2. Bersihkan jalan napas tidak efektif berhubungan dengan obstruksi mekanik,
inflamasi, peningkatan sekresi nyeri.
Tujuan:
a. Mempertahankan kepatenan jalan napas.
b. Mengeluarkan sekret secara adekuat.
Kriteria Hasil:
a. Jalan napas tetap bersih
b. Pernapasan dalam batas normal
c. Mampu melakukan batuk produktif
Intervensi:
a. Kaji faktor penyebab
Rasionalisasi: untuk mengetahui penyebab bersihan jalan napas tidak efektif.
b. Ajarkan batuk efektif
Rasionalisasi: untuk mengeluarkan dahak.
c. Pertahankan hidrasi yang adekuat
Rasionalisasi: untuk mengencerkan dahak
d. Lakukan fisioteraapi dada
Rasionalisasi: untuk membantu pengerluaran sputum dari paru
e. Lakukan nebulasi
Rasionalisasi: untuk dilatasi bronkus.
3. Intoleransi aktivitas berhubungan dengan proses inflamasi, ketidakseimbangan
antara suplai dan kebutuhan oksigen.
Tujuan:
a. Pasien mempertahankan tingkat energi yang adekuat.
b. Pasien memperoleh istirahat yang optimal.
Kriteria hasil:
a. Anak tetap tenang dan rileks.
b. Anak beristirahat dengan tenang.
c. Anak toleransi terhadap peningkatan aktivitas.
d. Anak tidak menunjukkan tanda-tanda peningkatan gawat napas.
Intervensi:
a. Kaji tingkat toleransi anak
Rasionalisasi: untuk mengetahui tingkat intoleransi anak.
b. Bantu anak dalam beraktivitas sehari-hari yang berada diluar batas toleransi.
Rasionalisasi: untuk mengurangi kelelahan.
c. Ciptakan lingkungan yang tenang
Rasionalisasi: untuk memberikan rasa nyaman pada anak.
d. Atur aktivitas agar waktu tidur maksimal.
Rasionalisasi: untuk meminimalkan pengeluaran energi.
e.
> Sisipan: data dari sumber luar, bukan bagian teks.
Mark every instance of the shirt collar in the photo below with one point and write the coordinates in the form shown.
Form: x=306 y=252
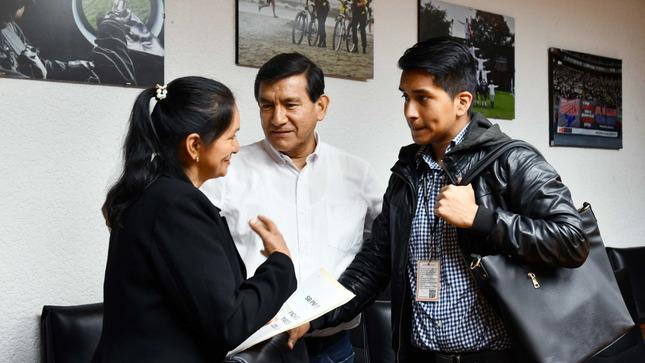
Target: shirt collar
x=425 y=152
x=282 y=158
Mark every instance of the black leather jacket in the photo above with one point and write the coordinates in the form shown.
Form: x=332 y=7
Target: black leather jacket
x=524 y=211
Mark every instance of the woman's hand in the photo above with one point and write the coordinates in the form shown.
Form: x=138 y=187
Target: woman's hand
x=296 y=333
x=271 y=237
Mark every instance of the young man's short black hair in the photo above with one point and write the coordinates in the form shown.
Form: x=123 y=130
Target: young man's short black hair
x=447 y=60
x=286 y=65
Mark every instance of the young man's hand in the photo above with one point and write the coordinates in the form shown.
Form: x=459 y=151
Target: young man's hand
x=456 y=205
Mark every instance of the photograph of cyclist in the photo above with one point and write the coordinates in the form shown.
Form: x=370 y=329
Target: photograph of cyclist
x=262 y=4
x=359 y=20
x=490 y=38
x=322 y=10
x=115 y=42
x=319 y=29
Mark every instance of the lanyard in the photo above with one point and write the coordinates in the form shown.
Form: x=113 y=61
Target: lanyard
x=434 y=245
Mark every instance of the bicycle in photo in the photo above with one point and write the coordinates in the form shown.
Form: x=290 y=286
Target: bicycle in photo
x=342 y=29
x=306 y=23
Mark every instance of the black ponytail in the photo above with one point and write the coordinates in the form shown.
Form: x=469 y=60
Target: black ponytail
x=191 y=105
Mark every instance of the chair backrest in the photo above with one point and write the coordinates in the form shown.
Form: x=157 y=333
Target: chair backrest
x=633 y=260
x=630 y=347
x=376 y=330
x=70 y=334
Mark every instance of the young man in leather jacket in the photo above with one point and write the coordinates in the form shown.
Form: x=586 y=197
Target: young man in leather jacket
x=517 y=207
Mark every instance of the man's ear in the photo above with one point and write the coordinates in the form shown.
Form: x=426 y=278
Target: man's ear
x=321 y=107
x=462 y=102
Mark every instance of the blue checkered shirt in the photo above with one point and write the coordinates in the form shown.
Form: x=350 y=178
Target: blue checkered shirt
x=462 y=320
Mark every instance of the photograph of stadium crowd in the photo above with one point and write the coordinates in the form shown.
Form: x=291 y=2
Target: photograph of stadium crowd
x=491 y=39
x=585 y=93
x=112 y=42
x=335 y=34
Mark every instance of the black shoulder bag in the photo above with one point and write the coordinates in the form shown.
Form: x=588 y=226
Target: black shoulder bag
x=554 y=314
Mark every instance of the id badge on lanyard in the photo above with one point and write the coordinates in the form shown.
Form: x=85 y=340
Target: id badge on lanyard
x=428 y=280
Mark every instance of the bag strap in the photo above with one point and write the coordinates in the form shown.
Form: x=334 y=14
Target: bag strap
x=490 y=158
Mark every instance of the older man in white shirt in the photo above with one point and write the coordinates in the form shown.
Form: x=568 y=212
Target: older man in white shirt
x=322 y=198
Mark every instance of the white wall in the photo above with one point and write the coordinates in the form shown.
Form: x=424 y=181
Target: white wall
x=60 y=142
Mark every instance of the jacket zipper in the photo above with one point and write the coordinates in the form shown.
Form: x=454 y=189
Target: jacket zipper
x=406 y=255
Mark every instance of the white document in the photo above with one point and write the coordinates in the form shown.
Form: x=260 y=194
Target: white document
x=317 y=295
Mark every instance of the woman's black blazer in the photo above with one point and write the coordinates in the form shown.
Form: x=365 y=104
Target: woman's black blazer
x=175 y=287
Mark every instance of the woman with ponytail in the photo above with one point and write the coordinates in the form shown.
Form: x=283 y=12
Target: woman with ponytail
x=175 y=288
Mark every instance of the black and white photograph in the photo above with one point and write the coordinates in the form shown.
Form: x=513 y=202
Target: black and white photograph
x=336 y=34
x=585 y=100
x=108 y=42
x=491 y=40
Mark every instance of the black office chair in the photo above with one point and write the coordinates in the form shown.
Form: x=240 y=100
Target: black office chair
x=630 y=347
x=70 y=334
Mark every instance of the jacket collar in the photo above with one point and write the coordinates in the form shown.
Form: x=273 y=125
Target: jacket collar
x=481 y=133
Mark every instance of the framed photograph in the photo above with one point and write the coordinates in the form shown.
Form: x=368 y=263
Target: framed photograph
x=335 y=34
x=585 y=100
x=111 y=42
x=491 y=40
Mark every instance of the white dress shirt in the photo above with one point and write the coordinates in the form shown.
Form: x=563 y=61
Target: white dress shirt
x=324 y=211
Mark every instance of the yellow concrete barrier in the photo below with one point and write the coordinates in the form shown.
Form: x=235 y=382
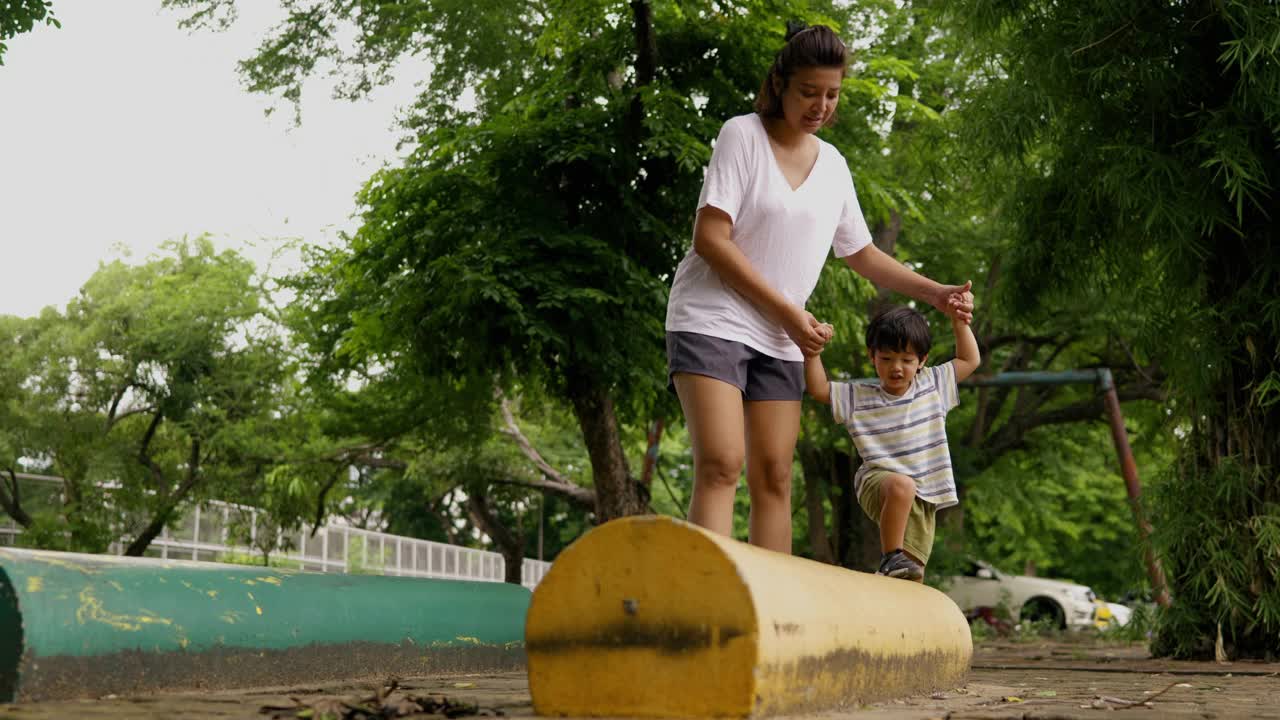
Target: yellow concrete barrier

Anjurkan orang tua untuk tetap bersama anak.
Rasionalisasi: untuk membantu anak dalam memenuhi kebutuhan.
4. Resiko infeksi yang berhubungan dengan adanya organisme infektif.
Tujuan:
a. Pasien tidak menunjukkan tanda-tanda infeksi sekunder
b. Pasien tidak menyebarkan infeksi ke orang lain
Kriteria hasil:
a. Anak tidak menunjukkan tanda-tanda infeksi.
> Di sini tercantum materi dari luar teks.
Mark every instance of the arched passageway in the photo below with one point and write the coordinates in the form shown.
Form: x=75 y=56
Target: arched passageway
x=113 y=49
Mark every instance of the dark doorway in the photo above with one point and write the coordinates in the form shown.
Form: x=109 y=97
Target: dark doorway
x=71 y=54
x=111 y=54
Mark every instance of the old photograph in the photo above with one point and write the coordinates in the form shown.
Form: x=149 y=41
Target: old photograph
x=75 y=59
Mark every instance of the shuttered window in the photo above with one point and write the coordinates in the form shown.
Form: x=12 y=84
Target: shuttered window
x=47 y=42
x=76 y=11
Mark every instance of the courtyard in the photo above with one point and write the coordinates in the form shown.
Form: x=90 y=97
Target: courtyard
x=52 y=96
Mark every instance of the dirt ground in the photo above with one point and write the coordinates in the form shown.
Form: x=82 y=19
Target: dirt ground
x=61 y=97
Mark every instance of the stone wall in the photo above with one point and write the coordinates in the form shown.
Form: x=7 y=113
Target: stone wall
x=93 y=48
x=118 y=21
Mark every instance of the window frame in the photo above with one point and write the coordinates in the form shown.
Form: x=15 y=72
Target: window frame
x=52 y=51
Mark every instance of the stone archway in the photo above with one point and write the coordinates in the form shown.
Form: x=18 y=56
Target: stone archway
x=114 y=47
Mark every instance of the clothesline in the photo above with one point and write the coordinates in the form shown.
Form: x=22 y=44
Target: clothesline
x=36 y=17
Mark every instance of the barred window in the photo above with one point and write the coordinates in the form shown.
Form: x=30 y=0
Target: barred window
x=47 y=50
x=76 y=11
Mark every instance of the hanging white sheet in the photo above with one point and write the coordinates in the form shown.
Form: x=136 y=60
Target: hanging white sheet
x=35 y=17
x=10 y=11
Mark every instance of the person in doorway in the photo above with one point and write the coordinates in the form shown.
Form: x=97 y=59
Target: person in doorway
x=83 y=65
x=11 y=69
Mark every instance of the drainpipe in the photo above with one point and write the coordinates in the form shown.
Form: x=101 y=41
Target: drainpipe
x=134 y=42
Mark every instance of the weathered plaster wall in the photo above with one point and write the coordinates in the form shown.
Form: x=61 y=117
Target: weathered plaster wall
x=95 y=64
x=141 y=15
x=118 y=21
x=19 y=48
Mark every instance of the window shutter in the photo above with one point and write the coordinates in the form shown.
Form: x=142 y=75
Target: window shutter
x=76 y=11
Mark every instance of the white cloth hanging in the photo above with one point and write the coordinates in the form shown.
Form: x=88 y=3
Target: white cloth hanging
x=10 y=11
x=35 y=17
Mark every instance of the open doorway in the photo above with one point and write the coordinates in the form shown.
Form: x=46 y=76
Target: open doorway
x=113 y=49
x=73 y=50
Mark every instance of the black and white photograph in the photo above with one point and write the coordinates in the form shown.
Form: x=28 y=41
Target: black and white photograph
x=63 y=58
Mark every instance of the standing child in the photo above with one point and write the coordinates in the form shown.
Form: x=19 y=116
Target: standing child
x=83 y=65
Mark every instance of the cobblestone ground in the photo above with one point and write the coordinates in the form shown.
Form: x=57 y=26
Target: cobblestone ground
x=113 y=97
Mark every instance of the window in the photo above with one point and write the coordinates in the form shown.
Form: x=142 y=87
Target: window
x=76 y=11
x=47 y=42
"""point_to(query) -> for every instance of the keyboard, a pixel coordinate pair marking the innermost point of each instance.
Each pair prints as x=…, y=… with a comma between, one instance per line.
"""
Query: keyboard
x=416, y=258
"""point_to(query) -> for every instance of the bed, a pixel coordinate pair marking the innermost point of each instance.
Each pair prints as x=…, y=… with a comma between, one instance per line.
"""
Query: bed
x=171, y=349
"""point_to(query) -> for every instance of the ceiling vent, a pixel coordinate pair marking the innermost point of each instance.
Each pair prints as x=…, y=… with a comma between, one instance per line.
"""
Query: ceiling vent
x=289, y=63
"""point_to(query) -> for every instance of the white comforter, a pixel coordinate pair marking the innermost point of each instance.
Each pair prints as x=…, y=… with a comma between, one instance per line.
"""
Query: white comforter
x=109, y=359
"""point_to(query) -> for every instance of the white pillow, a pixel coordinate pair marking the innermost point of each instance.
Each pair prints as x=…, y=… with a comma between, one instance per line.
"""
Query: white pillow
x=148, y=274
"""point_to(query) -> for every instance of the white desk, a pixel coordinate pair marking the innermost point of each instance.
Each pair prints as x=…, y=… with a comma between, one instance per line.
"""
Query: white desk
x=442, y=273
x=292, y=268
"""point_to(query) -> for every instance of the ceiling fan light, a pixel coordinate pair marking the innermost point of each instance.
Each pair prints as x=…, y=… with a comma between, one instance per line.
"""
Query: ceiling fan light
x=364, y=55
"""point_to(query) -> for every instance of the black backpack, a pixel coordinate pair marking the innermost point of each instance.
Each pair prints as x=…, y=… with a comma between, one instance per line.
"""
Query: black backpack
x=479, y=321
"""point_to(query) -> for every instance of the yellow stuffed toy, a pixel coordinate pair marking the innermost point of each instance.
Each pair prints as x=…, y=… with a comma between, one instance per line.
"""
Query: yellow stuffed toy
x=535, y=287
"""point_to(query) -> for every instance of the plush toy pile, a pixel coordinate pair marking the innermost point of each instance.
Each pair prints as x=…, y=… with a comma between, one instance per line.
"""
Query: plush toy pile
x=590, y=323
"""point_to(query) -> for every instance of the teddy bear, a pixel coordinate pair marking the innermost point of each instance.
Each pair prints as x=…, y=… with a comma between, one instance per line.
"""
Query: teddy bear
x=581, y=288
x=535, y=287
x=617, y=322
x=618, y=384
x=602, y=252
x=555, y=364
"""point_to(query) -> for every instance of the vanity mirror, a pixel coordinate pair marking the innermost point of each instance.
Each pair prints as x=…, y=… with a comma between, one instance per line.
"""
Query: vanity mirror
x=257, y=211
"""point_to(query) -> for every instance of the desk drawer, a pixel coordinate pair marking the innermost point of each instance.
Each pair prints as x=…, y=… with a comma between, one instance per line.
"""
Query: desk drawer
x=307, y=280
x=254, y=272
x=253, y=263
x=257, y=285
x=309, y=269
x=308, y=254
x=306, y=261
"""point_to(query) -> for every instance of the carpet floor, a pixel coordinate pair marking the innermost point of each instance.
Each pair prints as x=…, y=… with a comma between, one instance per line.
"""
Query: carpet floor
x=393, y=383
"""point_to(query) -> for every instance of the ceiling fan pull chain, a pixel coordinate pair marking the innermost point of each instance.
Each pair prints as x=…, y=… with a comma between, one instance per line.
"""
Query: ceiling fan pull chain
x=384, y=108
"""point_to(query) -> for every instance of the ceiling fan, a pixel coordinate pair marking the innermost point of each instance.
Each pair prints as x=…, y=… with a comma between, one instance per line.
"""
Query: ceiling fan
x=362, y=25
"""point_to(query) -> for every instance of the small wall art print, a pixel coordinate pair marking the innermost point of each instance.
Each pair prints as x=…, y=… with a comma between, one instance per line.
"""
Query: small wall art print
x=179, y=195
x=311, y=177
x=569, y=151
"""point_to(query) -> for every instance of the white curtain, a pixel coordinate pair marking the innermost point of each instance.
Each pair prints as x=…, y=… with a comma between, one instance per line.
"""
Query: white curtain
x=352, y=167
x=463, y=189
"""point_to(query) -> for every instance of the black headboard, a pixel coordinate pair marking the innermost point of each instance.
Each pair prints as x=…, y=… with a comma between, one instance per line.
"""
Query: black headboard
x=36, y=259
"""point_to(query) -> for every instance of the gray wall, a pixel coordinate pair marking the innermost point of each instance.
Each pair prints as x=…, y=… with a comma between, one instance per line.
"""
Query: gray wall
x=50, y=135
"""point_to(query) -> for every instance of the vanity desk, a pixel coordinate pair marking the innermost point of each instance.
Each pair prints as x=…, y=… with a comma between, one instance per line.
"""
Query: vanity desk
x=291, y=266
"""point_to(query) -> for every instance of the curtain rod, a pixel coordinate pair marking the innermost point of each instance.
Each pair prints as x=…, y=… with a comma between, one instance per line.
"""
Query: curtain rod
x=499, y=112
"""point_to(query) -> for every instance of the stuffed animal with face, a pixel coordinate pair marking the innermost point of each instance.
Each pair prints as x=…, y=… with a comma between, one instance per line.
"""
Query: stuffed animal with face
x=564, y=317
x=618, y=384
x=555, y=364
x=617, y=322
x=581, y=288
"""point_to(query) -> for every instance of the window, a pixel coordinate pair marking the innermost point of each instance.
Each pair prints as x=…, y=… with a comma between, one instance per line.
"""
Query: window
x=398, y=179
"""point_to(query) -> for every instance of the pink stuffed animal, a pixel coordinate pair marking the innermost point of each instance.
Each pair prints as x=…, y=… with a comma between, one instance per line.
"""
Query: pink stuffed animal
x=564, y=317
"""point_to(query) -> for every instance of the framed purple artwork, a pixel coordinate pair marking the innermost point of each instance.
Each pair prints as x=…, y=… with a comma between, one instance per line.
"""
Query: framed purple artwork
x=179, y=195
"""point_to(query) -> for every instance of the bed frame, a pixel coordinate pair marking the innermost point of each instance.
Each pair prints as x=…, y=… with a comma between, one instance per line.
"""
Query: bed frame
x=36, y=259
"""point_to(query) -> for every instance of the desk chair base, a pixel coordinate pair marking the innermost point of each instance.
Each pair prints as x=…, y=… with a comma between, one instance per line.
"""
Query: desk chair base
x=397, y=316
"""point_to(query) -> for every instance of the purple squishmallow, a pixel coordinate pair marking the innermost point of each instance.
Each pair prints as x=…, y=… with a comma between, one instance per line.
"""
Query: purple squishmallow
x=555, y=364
b. Orang lain tetap bebas dari infeksi.
Intervensi:
a. Pertahankan lingkungan aseptik
Rasionalisasi: untuk mencegah penyebaran infeksi.
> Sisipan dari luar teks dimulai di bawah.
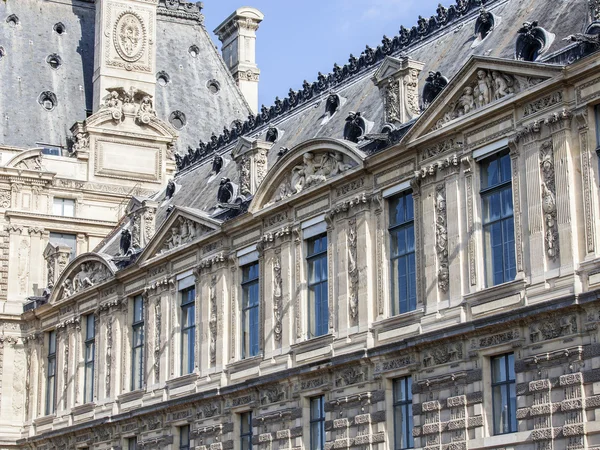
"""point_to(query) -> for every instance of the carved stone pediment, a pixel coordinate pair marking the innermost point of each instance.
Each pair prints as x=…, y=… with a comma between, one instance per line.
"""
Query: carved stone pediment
x=184, y=225
x=83, y=273
x=310, y=164
x=481, y=83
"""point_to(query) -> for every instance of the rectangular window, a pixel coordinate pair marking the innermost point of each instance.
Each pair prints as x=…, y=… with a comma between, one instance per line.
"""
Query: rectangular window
x=184, y=437
x=498, y=220
x=250, y=324
x=317, y=423
x=188, y=329
x=63, y=207
x=402, y=253
x=318, y=306
x=504, y=394
x=65, y=239
x=137, y=344
x=403, y=420
x=246, y=431
x=51, y=375
x=132, y=443
x=90, y=350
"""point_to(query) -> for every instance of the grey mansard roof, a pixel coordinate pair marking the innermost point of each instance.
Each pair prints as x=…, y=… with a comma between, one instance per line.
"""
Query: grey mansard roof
x=447, y=50
x=25, y=74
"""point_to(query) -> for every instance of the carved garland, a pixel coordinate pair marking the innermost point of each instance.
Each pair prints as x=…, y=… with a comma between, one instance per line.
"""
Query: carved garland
x=353, y=271
x=277, y=299
x=441, y=237
x=549, y=199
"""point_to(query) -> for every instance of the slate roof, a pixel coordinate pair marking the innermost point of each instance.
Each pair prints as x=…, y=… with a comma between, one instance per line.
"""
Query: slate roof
x=446, y=50
x=24, y=73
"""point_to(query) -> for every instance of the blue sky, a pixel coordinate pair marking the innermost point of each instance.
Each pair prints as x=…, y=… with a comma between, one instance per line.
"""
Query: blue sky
x=298, y=39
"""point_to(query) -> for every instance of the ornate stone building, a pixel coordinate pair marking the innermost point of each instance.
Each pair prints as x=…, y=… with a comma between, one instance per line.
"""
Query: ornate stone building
x=404, y=254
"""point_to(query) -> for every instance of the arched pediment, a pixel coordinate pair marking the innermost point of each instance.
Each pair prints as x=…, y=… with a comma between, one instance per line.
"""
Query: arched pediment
x=29, y=160
x=82, y=273
x=309, y=164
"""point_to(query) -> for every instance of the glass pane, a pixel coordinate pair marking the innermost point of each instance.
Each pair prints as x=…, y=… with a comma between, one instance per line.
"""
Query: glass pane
x=500, y=400
x=498, y=369
x=68, y=208
x=400, y=425
x=513, y=407
x=489, y=173
x=138, y=309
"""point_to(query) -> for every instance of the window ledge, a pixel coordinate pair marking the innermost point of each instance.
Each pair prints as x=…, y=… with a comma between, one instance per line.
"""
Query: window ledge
x=496, y=297
x=44, y=420
x=247, y=363
x=82, y=409
x=131, y=396
x=406, y=318
x=182, y=380
x=312, y=343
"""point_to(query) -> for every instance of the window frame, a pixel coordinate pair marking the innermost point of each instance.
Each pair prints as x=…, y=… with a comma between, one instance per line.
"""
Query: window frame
x=254, y=331
x=51, y=378
x=507, y=384
x=188, y=302
x=61, y=204
x=407, y=224
x=317, y=422
x=406, y=406
x=509, y=269
x=249, y=434
x=184, y=430
x=321, y=328
x=138, y=326
x=89, y=363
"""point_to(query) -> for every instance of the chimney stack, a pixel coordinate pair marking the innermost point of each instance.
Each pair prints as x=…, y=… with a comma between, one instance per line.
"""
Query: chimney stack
x=238, y=35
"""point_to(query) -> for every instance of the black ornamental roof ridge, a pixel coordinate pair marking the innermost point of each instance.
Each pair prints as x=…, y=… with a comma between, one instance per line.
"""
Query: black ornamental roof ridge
x=406, y=38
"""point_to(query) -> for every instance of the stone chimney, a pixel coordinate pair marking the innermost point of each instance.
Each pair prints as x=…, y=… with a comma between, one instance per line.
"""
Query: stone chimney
x=57, y=257
x=398, y=82
x=124, y=50
x=238, y=35
x=250, y=155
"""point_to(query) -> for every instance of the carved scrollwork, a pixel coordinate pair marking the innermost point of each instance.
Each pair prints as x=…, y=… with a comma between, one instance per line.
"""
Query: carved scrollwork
x=549, y=199
x=441, y=237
b. Beri diet bergizi sesuai kesukaan anak dan kemampuan mengkonsumsi
makanan.
Rasionalisasi: untuk mempertahankan tubuh alami.
c. Ajarkan pada anak yang sakit metode-metode protektif misal, mencuci
tangan.
Rasionalisasi: untuk mencegah penyebaran infeksi.
d. Jelaskan pada anak dan keluarga tentang manifestasi penyakit.
Rasionalisasi: untuk mengetahui tanda dan gejala awal penyakit.
e. Beri antibiotik sesuai resep
Rasionalisasi; untuk mencegah atau mengobati infeksi (Wong, 2008).